A Jupyter Notebook from my scipython blog at https://scipython.com/blog/exb-drift-for-constant-crossed-electric-and-magnetic-fields/
Consider a particle of charge $q$ and mass $m$ moving in a constant magnetic field, $\boldsymbol{B} = (0, 0, B_z)$ perpendicular to a constant electric field, $\boldsymbol{E} = (0, E_y, 0)$. The equation of motion is given by the Lorentz equation, $$ m\ddot{\boldsymbol{r}} = q(\boldsymbol{E} + \dot{\boldsymbol{r}} \times \boldsymbol{B}). $$ In component form, with the definition $\Omega = qB_z/m$, we have $$ \begin{align} \ddot{x} &= \Omega\dot{y},\\ \ddot{y} &= \frac{eE_y}{m} - \Omega\dot{x},\\ \ddot{z} &= 0. \end{align} $$ If the particle's initial velocity is perpendicular to the magnetic field, $\boldsymbol{v} = (v_\perp, 0, 0)$, these can be integrated by standard methods to yield: $$ \begin{align} \dot{x} &= \left( v_\perp - \frac{E_y}{B_z}\right)\cos \Omega t + \frac{E_y}{B_z},\\ \dot{y} &= \left( v_\perp - \frac{E_y}{B_z}\right)\sin \Omega t,\\ \dot{z} &= 0. \end{align} $$ and $$ \begin{align} x &= \frac{1}{\Omega}\left( v_\perp - \frac{E_y}{B_z}\right)\sin \Omega t + \frac{E_y}{B_z}t,\\ y &= \frac{1}{\Omega}\left( v_\perp - \frac{E_y}{B_z}\right)\left(1 - \cos \Omega t \right),\\ z &= 0. \end{align} $$
There is therefore a drift along the $x$-axis of speed $E_y/B_z$. More generally, this drift velocity is equal to $(\boldsymbol{E}\times\boldsymbol{B})/B^2$ and is known as the $\boldsymbol{E}\times\boldsymbol{B}$ drift.
import numpy as np
from scipy.integrate import odeint
import matplotlib.pyplot as plt
# Setup a time grid on which to treat the particle's motion.
dt = 0.001
N = 1000
tmax = N*dt
t = np.linspace(0,tmax,N)
# particle mass, charge and charge/mass ratio.
m, q = 0.01, 1
qom = q / m
# The magnetic and electric fields are (0,0,Bz) and (0,Ey,0)
Bz = 0.4
Ey = 0.7
# The particle starts at (0,0) with initial velocity perpendicular to the
# magnetic field, vy0
vy0 = 7.5
# The gyrofrequency, qB/m.
Omega = qom * Bz
x = (vy0 - Ey/Bz) / Omega * np.sin(Omega * t) + Ey/Bz * t
y = (vy0 - Ey/Bz) / Omega * (1 - np.cos(Omega * t))

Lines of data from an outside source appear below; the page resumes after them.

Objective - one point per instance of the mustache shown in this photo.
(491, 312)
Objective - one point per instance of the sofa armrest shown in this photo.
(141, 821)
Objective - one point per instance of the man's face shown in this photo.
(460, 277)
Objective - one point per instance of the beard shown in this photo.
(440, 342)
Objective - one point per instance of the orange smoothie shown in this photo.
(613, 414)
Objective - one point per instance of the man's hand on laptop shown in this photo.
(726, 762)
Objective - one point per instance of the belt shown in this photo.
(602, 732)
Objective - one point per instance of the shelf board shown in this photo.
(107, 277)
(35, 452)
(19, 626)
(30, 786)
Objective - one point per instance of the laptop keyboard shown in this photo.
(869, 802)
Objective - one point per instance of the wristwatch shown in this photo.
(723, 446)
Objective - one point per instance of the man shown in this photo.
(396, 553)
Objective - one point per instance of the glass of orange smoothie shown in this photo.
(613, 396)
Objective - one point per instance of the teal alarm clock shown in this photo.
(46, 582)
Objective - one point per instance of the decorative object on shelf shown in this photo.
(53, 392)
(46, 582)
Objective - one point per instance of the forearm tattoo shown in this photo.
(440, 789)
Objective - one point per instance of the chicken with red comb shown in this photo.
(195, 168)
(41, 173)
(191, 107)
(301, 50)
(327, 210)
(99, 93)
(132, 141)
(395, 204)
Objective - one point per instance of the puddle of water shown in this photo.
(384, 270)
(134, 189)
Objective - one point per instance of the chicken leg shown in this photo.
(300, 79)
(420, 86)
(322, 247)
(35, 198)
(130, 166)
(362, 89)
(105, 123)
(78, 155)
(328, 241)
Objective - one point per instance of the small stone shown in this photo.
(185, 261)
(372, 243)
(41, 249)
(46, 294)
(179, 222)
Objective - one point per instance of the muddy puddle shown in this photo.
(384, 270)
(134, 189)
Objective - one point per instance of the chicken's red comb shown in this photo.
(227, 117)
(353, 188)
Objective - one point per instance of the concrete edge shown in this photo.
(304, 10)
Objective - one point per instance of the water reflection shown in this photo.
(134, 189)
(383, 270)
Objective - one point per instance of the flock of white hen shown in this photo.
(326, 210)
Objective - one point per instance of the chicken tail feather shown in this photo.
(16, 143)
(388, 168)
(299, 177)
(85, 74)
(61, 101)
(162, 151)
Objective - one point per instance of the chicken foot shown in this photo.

def add_field_annotations(ax):
"""Indicate the electric field with a single arrow."""
xmin, xmax = ax.get_xlim()
ymin, ymax = ax.get_ylim()
Dx, Dy = xmax - xmin, ymax - ymin
xpf, ypf = 0.05, 0.07
axmin = xmin + xpf*Dx
aymin, aymax = ymin + ypf*Dy, ymax - ypf*Dy
adx, ady = 0, aymax-aymin
ax.arrow(axmin, aymin, adx, ady, head_width=Dx*0.03, head_length=Dy*0.07,
length_includes_head=True, facecolor='k', lw=3)
# Add labels for the electric and magnetic fields.
ax.text(s='E', x=axmin+xpf*Dx*0.5, y=aymax-ypf*Dy, fontsize=18, fontweight='bold',
fontstyle='italic')
ax.text(s='B', x=xmax-0.05*Dx, y=aymax-0.05*Dy, fontsize=18, fontweight='bold',
fontstyle='italic', color='gray')
width, height, DPI = 600, 400, 72
fig = plt.figure(figsize=(width/DPI, height/DPI))
ax = fig.add_subplot(111)
ax.plot(x, y)
xmin, xmax = ax.get_xlim()
ymin, ymax = ax.get_ylim()
cX, cY = np.linspace(xmin,xmax,10), np.linspace(ymin,ymax,10)
cX, cY = np.meshgrid(cX, cY)
# Draw markers representing the magnetic field coming out of the plane of the plot.
ax.scatter(cX, cY, marker='o', edgecolors='gray', s=200, c='white')
ax.scatter(cX, cY, marker='.', c='gray')
# Add an arrow representing the electric field.
add_field_annotations(ax)
plt.show()